That is another question, if you put a CD drive on the same bus as a HDD will that affect the xfer rate of the HDD (slow it down)?
 
Two issues on speed, with OLD controllers, two drives ran at the speed of the slowest, but modern DMA mode controllers tend to support split speed working - though Ultra modes may be restricted for reliability/stability reasons if a non-ultra device shares .... I had an ATA/33 and an older (16) device sharing, and it was not very stable until I lowered the Ultra/33 device to 16 as well.

The second issue, I forget where I saw it tested, found that although dissimilar speed devices tend to produce their own fastest speeds used individually - if simultaneous access isw attempted, the slower device appears to drag the faster one down to the same speed (bus occupancy/arbitration problem?)
 
I too have 80 wire cable on udma 33 devices with no problems, there are however CD-ROM drives emerging which are UDMA 66 so I would only us 80 wire on those personally.
 
That seems to make sense.

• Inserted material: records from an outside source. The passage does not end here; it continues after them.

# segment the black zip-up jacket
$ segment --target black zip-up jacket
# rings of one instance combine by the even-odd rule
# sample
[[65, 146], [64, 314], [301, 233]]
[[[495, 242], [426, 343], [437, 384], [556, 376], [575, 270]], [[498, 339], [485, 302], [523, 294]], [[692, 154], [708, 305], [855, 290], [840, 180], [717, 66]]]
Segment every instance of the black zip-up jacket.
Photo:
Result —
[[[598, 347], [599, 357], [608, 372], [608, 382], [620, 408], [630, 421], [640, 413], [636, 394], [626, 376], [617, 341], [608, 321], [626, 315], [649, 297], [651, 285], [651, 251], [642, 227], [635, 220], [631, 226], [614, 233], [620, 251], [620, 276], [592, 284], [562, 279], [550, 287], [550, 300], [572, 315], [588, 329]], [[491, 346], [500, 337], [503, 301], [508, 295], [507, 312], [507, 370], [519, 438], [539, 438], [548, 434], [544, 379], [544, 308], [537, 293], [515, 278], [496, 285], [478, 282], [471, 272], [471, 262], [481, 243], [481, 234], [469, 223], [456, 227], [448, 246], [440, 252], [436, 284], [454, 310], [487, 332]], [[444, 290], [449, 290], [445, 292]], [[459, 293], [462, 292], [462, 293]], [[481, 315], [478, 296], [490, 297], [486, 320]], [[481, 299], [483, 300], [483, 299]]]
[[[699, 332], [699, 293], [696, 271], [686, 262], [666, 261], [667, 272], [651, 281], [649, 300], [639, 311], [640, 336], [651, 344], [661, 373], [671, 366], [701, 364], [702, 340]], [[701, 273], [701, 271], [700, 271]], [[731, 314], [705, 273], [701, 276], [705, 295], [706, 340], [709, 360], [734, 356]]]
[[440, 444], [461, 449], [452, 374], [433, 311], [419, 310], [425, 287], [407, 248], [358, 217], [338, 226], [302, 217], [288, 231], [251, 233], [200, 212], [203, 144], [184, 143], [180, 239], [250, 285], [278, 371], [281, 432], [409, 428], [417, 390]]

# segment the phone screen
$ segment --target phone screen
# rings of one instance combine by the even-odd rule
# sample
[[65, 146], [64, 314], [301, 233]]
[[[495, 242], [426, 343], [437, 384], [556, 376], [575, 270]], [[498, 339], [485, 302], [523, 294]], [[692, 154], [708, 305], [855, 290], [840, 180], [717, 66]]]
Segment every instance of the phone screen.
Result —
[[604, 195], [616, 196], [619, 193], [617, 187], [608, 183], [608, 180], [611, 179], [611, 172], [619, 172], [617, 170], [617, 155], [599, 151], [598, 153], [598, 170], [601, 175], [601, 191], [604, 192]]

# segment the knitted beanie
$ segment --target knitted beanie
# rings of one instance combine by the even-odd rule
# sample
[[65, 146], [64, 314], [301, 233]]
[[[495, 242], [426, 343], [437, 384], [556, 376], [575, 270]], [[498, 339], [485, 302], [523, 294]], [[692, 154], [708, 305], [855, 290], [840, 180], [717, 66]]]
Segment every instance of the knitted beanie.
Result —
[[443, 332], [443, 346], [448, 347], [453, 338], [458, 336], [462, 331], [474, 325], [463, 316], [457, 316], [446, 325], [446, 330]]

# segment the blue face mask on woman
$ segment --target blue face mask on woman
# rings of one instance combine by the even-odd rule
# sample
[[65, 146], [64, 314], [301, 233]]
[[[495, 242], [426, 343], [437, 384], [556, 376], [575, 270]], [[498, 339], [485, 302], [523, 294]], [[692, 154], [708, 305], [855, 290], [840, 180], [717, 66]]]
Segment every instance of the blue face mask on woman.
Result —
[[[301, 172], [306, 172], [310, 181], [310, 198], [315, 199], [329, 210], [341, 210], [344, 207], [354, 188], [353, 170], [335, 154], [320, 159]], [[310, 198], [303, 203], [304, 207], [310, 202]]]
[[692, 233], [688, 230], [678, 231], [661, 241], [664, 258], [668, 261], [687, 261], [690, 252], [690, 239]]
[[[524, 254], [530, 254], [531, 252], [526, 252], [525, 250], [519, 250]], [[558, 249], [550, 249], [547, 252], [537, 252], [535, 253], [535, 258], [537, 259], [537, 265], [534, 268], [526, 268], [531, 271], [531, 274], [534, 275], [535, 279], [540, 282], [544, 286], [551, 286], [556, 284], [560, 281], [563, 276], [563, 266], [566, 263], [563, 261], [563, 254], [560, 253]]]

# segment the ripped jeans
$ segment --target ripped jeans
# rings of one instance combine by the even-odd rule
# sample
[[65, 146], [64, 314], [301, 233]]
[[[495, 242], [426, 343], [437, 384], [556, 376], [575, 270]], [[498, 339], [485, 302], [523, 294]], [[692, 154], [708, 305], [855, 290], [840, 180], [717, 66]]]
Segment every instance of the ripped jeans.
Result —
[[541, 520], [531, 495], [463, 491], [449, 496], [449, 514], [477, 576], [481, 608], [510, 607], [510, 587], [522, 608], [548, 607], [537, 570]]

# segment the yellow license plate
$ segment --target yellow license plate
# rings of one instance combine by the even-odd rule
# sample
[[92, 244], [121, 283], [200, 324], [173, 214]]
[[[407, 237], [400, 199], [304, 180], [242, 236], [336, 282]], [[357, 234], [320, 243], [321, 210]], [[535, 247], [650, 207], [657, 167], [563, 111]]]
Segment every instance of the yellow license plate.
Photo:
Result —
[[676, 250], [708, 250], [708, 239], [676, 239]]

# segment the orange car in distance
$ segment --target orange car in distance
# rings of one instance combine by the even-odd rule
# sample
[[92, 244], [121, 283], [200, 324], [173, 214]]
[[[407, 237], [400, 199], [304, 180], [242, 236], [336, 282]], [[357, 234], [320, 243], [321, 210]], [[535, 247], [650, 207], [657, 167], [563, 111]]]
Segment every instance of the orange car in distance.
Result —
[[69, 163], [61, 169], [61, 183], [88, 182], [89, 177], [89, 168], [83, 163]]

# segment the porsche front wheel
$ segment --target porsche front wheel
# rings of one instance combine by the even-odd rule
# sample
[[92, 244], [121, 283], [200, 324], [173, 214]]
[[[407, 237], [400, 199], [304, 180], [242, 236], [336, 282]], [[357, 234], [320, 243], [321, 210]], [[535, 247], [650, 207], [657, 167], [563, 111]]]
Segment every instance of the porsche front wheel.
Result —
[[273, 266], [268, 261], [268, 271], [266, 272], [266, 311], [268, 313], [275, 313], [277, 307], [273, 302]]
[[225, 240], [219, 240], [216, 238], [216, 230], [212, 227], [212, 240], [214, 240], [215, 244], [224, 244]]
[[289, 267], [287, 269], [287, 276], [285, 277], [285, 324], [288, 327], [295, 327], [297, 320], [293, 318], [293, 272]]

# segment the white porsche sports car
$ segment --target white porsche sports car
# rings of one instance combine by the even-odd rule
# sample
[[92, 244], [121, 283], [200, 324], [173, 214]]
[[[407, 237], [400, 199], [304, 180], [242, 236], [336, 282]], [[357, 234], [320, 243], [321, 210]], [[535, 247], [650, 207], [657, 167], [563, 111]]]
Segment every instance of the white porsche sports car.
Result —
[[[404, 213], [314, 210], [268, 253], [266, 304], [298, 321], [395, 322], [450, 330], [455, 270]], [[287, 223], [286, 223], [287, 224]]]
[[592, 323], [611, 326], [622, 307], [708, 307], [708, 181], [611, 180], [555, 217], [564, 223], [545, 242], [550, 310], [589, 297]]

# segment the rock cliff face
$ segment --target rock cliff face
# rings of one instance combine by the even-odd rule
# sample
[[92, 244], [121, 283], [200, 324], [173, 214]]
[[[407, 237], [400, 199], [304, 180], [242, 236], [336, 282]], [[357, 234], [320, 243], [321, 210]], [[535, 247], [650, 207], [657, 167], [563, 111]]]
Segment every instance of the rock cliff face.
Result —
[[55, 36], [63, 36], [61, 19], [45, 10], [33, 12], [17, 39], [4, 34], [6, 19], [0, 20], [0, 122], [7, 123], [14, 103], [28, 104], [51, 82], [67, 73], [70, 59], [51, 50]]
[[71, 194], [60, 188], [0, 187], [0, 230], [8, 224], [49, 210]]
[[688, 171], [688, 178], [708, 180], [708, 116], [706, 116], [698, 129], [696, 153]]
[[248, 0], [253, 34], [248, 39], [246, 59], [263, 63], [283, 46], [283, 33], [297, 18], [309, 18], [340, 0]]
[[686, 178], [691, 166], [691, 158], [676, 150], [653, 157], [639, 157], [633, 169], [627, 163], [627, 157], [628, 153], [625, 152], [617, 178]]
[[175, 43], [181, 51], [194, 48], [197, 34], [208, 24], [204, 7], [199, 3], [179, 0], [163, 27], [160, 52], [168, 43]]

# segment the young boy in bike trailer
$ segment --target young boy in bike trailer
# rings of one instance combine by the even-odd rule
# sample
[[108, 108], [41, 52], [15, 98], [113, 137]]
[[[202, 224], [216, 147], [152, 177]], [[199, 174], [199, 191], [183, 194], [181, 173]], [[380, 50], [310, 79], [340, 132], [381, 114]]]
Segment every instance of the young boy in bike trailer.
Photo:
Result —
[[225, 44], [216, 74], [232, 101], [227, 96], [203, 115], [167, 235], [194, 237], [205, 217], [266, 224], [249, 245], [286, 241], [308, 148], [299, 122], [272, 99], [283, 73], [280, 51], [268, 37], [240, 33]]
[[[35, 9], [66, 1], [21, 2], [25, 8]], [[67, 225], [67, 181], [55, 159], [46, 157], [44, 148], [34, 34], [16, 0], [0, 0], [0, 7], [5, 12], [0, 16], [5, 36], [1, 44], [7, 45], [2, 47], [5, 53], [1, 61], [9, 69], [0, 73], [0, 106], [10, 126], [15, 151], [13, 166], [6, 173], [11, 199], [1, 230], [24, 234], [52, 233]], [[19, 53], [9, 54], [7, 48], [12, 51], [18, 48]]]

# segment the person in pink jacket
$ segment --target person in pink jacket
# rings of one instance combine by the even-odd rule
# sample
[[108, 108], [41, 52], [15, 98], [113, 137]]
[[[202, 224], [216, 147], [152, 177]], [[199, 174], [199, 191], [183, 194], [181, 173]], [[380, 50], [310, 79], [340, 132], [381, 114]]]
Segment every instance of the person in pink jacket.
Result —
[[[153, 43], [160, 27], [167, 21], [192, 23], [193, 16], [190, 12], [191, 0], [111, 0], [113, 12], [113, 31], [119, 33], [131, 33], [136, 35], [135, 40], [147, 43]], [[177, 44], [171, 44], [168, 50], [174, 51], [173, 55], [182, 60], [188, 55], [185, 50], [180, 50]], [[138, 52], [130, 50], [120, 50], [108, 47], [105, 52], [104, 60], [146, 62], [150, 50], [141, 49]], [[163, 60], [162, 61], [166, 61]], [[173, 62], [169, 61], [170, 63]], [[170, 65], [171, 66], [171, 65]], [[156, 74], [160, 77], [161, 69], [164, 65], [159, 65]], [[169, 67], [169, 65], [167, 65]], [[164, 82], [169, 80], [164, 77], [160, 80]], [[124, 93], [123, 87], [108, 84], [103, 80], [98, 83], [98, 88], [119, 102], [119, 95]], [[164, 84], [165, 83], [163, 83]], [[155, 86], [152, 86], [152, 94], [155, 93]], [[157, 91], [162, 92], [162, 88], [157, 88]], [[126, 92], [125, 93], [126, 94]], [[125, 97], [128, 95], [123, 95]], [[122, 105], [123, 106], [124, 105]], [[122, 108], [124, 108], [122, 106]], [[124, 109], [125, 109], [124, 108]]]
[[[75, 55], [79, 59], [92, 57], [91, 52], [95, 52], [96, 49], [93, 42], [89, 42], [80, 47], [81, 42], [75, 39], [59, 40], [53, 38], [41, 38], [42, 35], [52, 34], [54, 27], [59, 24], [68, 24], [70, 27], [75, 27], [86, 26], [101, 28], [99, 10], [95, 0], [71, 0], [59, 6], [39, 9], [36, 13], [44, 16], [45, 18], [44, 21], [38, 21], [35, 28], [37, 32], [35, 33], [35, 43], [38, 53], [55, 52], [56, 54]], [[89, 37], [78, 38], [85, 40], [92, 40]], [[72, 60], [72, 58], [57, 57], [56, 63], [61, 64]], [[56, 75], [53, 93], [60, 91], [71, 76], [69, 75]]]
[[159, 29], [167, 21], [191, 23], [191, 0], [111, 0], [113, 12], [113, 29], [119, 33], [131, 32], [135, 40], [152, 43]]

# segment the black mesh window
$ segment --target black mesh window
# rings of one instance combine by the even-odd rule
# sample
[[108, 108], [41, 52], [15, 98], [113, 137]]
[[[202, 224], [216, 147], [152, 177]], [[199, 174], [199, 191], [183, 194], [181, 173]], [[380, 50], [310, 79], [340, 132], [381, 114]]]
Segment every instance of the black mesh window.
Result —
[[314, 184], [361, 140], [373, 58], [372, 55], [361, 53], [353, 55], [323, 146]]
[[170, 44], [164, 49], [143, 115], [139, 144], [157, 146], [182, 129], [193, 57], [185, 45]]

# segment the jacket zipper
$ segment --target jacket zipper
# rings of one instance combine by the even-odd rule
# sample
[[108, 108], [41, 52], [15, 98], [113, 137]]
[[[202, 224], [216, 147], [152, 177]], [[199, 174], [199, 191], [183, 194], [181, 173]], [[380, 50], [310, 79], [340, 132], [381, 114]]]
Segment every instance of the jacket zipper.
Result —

I still see people saying you can't mix devices at all.
Why is there a limit to the number of IDE channels a MB will support without going into another type of Raid type controller (Highpoint or Promise)? Why can't there be IDE 3? Is it a O/S issue or bios issue?
 
I guess the chipset makers don't deem it neccessary to support more than two IDE channels natively within their chipset.

Tertiary IDE is definitely possible - in the days of CD-ROM interfaces on soundcards, there were soundcard which could provide a 3rd IDE - though the port and IRQ expected were not really standardized.

Way back, you had to have a card for just ONE IDE - and that was ISA bus. With the inegration into chipsets, dual IDE became the norm, and the port and IRQ mapping was pretty well set in stone at that time - It would have been much better if the original PC design had been buried, and a new start made - and if Apple had licenced clones at reasonable prices, we'd all be using Apple compatibles, they would be the leading software house, and Gates would be just another spotty geek.